From his time in Syria, Bilal states, “There are some Brits there that wanted out, I know they wanted out, but they don’t have any place to go. Where are they going to go to exactly? The issue is if they were to leave the ranks of ISIS, so they are going to trade that for a UK jail cell?”
Bilal states that we need to determine “What is a hardcore jihadist-is it anyone with a beard fighting in Syria? Or is it those who have pledged their allegiance to ISIS?” Indeed that is what a good assessment and rehabilitation program would do—sort through the returnees and decide who is not likely to pose any risk.
And much as they are problematic to deal with, we do want our foreign fighters to return rather than deepen their commitment to the militant jihad because it is not only a question of danger from IF they return. We must keep in mind that foreign fighters are active on Twitter and other forms of social media, have phones and email and can egg on the guys at home to act. They didn’t live in a vacuum before they left and have many “boys” back home to attract to the cause. This happened in Minnesota with al Shabaab and it will happen again with ISIS.
As long as they are active in the militant jihadi mindset they can still influence their disillusioned friends back home from abroad to come and join them OR more threating to us—to commit acts of terrorism at home with their help and encouragement. Witness the case of Tamerlan Tsarnaev who took his bomb-making instructions and much of his ideological indoctrination from Internet actors far outside of the United States.
Keep in mind also that Westerners in the ranks of terrorist groups are often given prominent public positions, as the terrorists understand that using a Western voice to promote the narrative goes far further than a local voice. Witness the previous cases of Adam Gadahn speaking for al Qaeda central and Omar Hammami who carried out a twitter campaign for al Shabaab. We can expect western voices to also arise from within ISIS.
Long prison sentences may deter some from ever embarking on the cause, but will also trap the rest overseas and likely ensures they will go deeper into the militant jihadist and “martyrdom” ideology.

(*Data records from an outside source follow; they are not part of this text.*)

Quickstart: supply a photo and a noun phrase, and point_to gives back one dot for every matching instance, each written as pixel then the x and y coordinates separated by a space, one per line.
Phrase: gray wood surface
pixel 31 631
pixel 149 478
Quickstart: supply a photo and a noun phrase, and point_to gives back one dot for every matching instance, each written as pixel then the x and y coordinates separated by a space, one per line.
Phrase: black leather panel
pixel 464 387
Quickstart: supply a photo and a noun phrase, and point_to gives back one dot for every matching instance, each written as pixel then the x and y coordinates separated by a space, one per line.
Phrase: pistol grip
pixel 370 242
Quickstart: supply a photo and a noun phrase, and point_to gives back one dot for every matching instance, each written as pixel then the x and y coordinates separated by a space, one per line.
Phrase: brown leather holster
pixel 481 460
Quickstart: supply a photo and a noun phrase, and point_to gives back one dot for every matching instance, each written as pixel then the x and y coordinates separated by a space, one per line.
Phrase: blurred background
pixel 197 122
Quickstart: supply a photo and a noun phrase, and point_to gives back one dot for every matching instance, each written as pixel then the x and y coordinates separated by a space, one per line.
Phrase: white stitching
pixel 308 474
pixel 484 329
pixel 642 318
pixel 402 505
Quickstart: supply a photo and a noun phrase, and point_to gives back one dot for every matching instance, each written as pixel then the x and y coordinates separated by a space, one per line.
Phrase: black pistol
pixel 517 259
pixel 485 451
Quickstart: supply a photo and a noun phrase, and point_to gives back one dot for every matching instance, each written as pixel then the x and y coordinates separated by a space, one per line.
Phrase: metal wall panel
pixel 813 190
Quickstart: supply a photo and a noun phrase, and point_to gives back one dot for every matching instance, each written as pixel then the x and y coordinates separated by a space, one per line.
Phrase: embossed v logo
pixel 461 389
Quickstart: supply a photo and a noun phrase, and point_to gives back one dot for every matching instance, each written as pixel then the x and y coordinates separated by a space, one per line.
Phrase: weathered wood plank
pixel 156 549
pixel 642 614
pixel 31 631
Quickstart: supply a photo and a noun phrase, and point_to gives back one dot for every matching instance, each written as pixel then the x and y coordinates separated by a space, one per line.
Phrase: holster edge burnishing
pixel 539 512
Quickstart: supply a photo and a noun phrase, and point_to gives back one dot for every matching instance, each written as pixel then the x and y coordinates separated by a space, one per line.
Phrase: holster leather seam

Better to let them return if they wish, put them in a rehab program, assess them well for who has gone beyond just fighting Assad and who has innocent blood on their hands and then decide who to punish and who to release and keep watch over those released wherever they return to. This is better than simply offering them all the same alternative—prison or keep fighting. Most will prefer to keep fighting and attract more to their cause.
Anne Speckhard, Ph.D. is Adjunct Associate Professor of Psychiatry at Georgetown University in the Medical School and author of Talking to Terrorists. She was responsible for designing the psychological and Islamic challenge aspects of the Detainee Rehabilitation Program in Iraq to be applied to twenty thousand detainees and eight hundred juveniles. She also has interviewed over four hundred terrorists, their family members and supporters in various parts of the world including Gaza, the West Bank, Chechnya, Iraq, Jordan and many countries in Europe.